Pharaohs, Cantonese and the Gang of Four

Was Mubarak Egypt’s last pharaoh? Maybe only if Putin is Russia’s last tsar. Names for strong men may say as much about public expectations as they do about a leader’s style.

There is a comfort to thinking of the year of your country as the father or mother of the nation. And it’s not just countries with dictators that name their leaders in this way. Britain’s Margaret Thatcher was the Iron Lady (soon to be a biopic of the same name starring Meryl Streep). Finland’s President Tarja Halonen is often referred to as Moominmamma— partly ironically, but also out of pride. (The Moomins are a cartoon strip and set of children’s fantasy stories that are as big as Disney in Finland).

In Mubarak’s case, the pharaoh moniker is an insult.  It’s shorthand for absolutism, state violence and destruction.

“If we go back four thousand years pharaohs were kings that ruled for life and built grand monuments to themselves,” says Joshua Stacher of Kent State University. “It’s not a good term.”

It wasn’t always that way.
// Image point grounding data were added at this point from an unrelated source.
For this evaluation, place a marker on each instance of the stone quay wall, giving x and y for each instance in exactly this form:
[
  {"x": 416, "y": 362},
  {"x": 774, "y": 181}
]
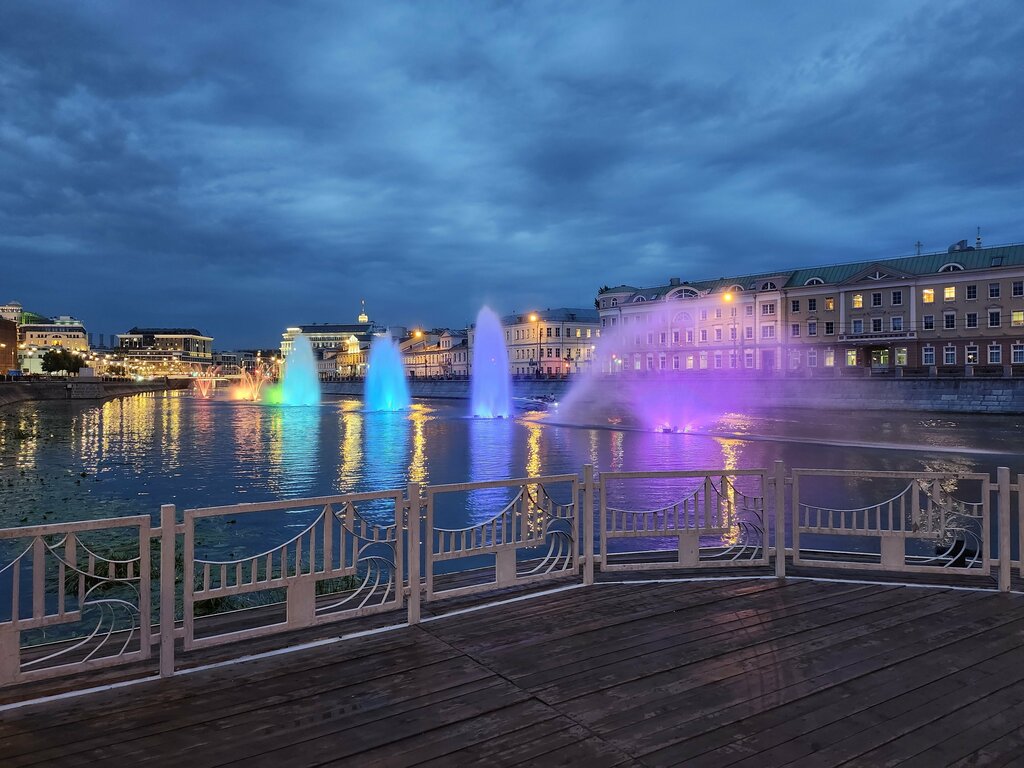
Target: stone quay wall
[
  {"x": 79, "y": 389},
  {"x": 941, "y": 395}
]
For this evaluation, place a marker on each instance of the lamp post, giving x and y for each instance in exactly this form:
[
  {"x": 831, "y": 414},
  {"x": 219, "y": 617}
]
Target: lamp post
[{"x": 536, "y": 320}]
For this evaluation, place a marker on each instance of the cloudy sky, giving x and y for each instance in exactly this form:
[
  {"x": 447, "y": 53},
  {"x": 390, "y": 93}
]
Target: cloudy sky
[{"x": 242, "y": 167}]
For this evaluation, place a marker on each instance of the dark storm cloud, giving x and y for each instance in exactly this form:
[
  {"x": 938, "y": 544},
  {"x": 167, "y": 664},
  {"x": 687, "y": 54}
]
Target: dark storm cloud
[{"x": 246, "y": 167}]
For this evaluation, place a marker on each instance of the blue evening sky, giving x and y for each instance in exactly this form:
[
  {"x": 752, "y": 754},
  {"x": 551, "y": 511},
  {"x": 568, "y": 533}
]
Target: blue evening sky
[{"x": 244, "y": 166}]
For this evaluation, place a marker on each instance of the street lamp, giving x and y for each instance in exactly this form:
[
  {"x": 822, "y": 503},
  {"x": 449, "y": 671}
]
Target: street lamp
[{"x": 536, "y": 320}]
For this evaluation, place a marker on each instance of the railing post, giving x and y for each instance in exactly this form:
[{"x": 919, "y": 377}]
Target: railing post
[
  {"x": 413, "y": 548},
  {"x": 587, "y": 521},
  {"x": 168, "y": 521},
  {"x": 779, "y": 519},
  {"x": 1003, "y": 478}
]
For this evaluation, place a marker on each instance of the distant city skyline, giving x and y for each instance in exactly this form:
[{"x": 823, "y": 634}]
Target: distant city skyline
[{"x": 186, "y": 164}]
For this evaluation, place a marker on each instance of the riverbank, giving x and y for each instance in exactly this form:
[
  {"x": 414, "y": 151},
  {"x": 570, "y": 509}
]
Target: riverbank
[
  {"x": 936, "y": 395},
  {"x": 80, "y": 389}
]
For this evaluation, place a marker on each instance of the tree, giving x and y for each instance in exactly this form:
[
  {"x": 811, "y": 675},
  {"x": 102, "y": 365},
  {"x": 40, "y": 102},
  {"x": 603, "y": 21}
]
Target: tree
[{"x": 58, "y": 358}]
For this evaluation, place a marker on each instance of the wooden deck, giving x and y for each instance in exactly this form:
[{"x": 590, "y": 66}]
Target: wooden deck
[{"x": 732, "y": 673}]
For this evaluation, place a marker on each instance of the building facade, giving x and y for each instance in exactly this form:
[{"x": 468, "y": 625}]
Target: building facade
[
  {"x": 552, "y": 342},
  {"x": 165, "y": 350},
  {"x": 962, "y": 308}
]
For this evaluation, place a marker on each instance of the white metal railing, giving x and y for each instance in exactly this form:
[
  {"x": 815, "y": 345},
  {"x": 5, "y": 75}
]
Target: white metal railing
[
  {"x": 85, "y": 610},
  {"x": 712, "y": 523},
  {"x": 76, "y": 605},
  {"x": 923, "y": 511},
  {"x": 339, "y": 566},
  {"x": 531, "y": 537}
]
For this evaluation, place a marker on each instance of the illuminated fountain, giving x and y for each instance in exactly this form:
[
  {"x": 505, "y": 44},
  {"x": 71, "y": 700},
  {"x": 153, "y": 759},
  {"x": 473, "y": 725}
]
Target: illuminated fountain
[
  {"x": 204, "y": 380},
  {"x": 385, "y": 388},
  {"x": 299, "y": 384},
  {"x": 250, "y": 385},
  {"x": 491, "y": 386}
]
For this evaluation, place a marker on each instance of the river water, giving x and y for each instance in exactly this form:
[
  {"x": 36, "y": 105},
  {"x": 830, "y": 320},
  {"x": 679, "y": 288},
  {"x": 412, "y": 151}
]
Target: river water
[{"x": 70, "y": 461}]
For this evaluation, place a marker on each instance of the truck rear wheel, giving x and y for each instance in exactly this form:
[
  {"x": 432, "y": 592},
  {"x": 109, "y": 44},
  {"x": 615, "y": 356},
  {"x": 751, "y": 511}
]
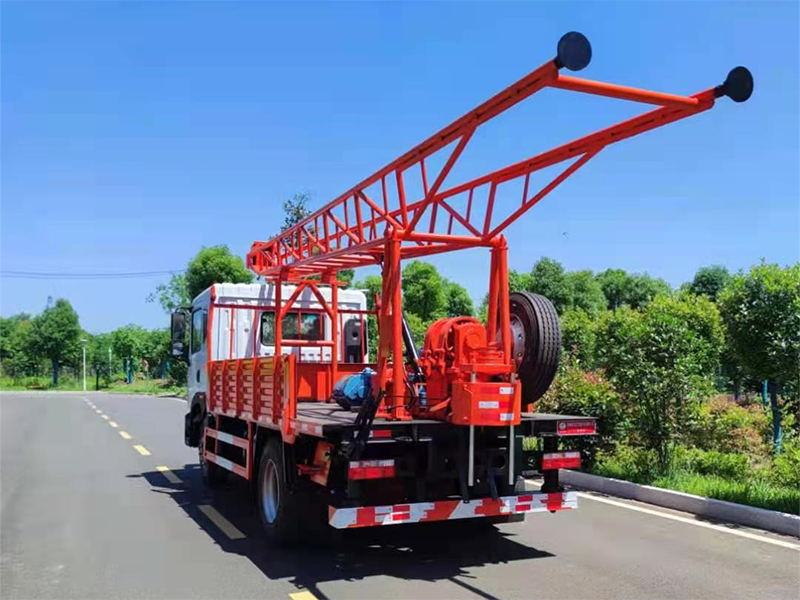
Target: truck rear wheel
[
  {"x": 276, "y": 505},
  {"x": 536, "y": 339}
]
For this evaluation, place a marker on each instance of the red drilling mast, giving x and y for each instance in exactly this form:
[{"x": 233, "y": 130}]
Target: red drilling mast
[{"x": 376, "y": 223}]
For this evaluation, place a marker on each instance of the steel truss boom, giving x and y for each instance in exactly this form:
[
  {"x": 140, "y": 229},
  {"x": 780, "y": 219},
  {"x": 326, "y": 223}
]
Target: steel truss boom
[{"x": 357, "y": 227}]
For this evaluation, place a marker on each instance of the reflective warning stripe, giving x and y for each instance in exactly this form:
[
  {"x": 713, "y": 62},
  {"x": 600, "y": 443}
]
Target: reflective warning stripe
[
  {"x": 309, "y": 428},
  {"x": 368, "y": 516}
]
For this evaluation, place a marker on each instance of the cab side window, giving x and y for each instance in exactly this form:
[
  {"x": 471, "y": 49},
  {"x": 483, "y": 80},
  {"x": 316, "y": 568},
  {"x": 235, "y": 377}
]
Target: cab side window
[
  {"x": 308, "y": 326},
  {"x": 199, "y": 325}
]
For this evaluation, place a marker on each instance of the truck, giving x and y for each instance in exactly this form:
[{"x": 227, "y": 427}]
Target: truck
[{"x": 286, "y": 392}]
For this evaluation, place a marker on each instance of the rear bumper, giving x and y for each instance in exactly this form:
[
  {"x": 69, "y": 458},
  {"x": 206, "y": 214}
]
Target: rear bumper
[{"x": 445, "y": 510}]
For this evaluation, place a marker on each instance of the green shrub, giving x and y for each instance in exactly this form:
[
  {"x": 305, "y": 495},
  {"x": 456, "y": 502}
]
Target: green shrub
[
  {"x": 753, "y": 493},
  {"x": 587, "y": 393},
  {"x": 721, "y": 424},
  {"x": 729, "y": 465},
  {"x": 639, "y": 465},
  {"x": 786, "y": 467}
]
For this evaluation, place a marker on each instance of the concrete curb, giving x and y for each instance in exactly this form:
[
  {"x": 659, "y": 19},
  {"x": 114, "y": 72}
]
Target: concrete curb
[{"x": 749, "y": 516}]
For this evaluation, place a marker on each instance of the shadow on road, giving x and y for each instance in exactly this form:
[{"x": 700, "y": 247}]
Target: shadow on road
[{"x": 429, "y": 552}]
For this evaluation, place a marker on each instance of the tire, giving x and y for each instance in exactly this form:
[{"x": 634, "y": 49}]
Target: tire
[
  {"x": 213, "y": 475},
  {"x": 536, "y": 339},
  {"x": 275, "y": 504}
]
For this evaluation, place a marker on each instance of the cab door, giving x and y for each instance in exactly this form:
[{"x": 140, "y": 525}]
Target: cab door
[{"x": 198, "y": 352}]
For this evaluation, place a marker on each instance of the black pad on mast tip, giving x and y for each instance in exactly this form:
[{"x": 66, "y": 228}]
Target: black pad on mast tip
[
  {"x": 738, "y": 85},
  {"x": 574, "y": 51}
]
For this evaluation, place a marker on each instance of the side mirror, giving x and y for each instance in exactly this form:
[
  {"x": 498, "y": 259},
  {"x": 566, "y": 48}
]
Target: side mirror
[{"x": 178, "y": 335}]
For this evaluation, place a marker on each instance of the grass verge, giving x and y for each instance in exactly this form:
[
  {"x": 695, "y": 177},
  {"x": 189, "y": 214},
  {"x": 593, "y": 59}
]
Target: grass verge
[
  {"x": 752, "y": 493},
  {"x": 139, "y": 386}
]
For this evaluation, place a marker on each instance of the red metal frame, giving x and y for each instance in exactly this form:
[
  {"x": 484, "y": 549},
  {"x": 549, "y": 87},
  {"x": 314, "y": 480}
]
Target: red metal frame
[{"x": 375, "y": 222}]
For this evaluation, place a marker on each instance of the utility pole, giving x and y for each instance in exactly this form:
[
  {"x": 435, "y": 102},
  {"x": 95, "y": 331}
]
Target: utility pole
[{"x": 84, "y": 342}]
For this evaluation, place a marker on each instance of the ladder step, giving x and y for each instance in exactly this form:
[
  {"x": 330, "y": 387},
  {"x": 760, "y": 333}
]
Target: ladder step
[{"x": 227, "y": 438}]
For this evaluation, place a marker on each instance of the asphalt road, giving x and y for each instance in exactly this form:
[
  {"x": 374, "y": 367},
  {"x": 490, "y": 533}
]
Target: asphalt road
[{"x": 86, "y": 513}]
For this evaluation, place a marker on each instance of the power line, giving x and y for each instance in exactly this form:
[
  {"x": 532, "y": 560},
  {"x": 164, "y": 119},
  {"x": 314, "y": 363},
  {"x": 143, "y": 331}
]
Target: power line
[{"x": 59, "y": 275}]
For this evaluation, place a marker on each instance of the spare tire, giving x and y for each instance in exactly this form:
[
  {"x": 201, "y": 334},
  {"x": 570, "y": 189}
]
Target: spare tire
[{"x": 536, "y": 343}]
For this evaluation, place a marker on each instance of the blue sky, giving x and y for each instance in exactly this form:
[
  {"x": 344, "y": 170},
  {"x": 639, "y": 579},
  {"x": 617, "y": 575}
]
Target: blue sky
[{"x": 135, "y": 132}]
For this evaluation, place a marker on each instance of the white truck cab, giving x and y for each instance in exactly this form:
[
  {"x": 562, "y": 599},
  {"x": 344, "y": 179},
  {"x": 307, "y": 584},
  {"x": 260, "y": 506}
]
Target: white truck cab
[{"x": 234, "y": 320}]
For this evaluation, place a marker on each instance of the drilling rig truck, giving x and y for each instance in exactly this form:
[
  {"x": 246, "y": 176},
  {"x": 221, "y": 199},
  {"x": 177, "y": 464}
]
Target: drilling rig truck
[{"x": 285, "y": 392}]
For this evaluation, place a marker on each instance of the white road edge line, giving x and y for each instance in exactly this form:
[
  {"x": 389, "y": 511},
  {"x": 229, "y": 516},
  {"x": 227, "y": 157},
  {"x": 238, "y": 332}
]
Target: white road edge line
[
  {"x": 658, "y": 513},
  {"x": 221, "y": 522}
]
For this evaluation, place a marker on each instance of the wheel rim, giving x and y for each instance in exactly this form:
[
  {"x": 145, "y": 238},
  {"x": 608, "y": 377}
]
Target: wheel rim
[
  {"x": 518, "y": 338},
  {"x": 270, "y": 492}
]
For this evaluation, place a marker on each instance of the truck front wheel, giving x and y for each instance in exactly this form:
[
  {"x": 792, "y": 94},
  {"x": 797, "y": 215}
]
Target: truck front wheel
[{"x": 276, "y": 506}]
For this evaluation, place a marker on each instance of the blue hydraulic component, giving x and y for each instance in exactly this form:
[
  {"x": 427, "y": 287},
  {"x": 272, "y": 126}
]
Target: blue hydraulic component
[{"x": 351, "y": 391}]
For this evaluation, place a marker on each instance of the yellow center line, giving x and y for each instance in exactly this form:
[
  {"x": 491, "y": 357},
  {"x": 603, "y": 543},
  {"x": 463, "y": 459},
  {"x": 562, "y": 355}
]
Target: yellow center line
[
  {"x": 221, "y": 522},
  {"x": 171, "y": 477}
]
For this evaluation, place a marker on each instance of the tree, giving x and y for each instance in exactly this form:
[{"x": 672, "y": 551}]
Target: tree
[
  {"x": 634, "y": 289},
  {"x": 459, "y": 302},
  {"x": 171, "y": 295},
  {"x": 615, "y": 285},
  {"x": 584, "y": 292},
  {"x": 761, "y": 312},
  {"x": 424, "y": 291},
  {"x": 579, "y": 336},
  {"x": 549, "y": 279},
  {"x": 16, "y": 346},
  {"x": 518, "y": 282},
  {"x": 576, "y": 391},
  {"x": 661, "y": 358},
  {"x": 642, "y": 289},
  {"x": 295, "y": 209},
  {"x": 215, "y": 264},
  {"x": 128, "y": 344},
  {"x": 97, "y": 357},
  {"x": 55, "y": 335},
  {"x": 710, "y": 281}
]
A few decades ago, the pharaohs were remembered proudly as demi-gods who “ensured the provision of water to the Egyptian peasants in the Nile Delta and upper Egypt,” says Tarek Osman,  author of Egypt on the Brink. That is “an extremely positive role in the deep Egyptian psyche.” Maybe that sense of the pharaohs will return, now that Mubarak is gone.

Check out this post on Language Log for Chinese signs held by protesters in Cairo’s Tahrir Square. Were these people protesting Mubarak, or sending a message to China’s Communist rulers?

Also in the podcast, fears for the future of Cantonese, once the lingua franca of many Chinatowns around the world.

Beijing is stepping up its efforts to establish Mandarin as the official tongue of China. As a result, Cantonese is spoken by fewer people — and in fewer situations outside the home — even in Cantonese-speaking parts of China. There have been protests in the cities of Guangzhou and Hong Kong about proposals to expand the use of Mandarin on TV and in other public settings.

In the rest of the world, students of the Chinese language and their teachers see the writing on the wall: they are choosing to learn Mandarin rather than Cantonese.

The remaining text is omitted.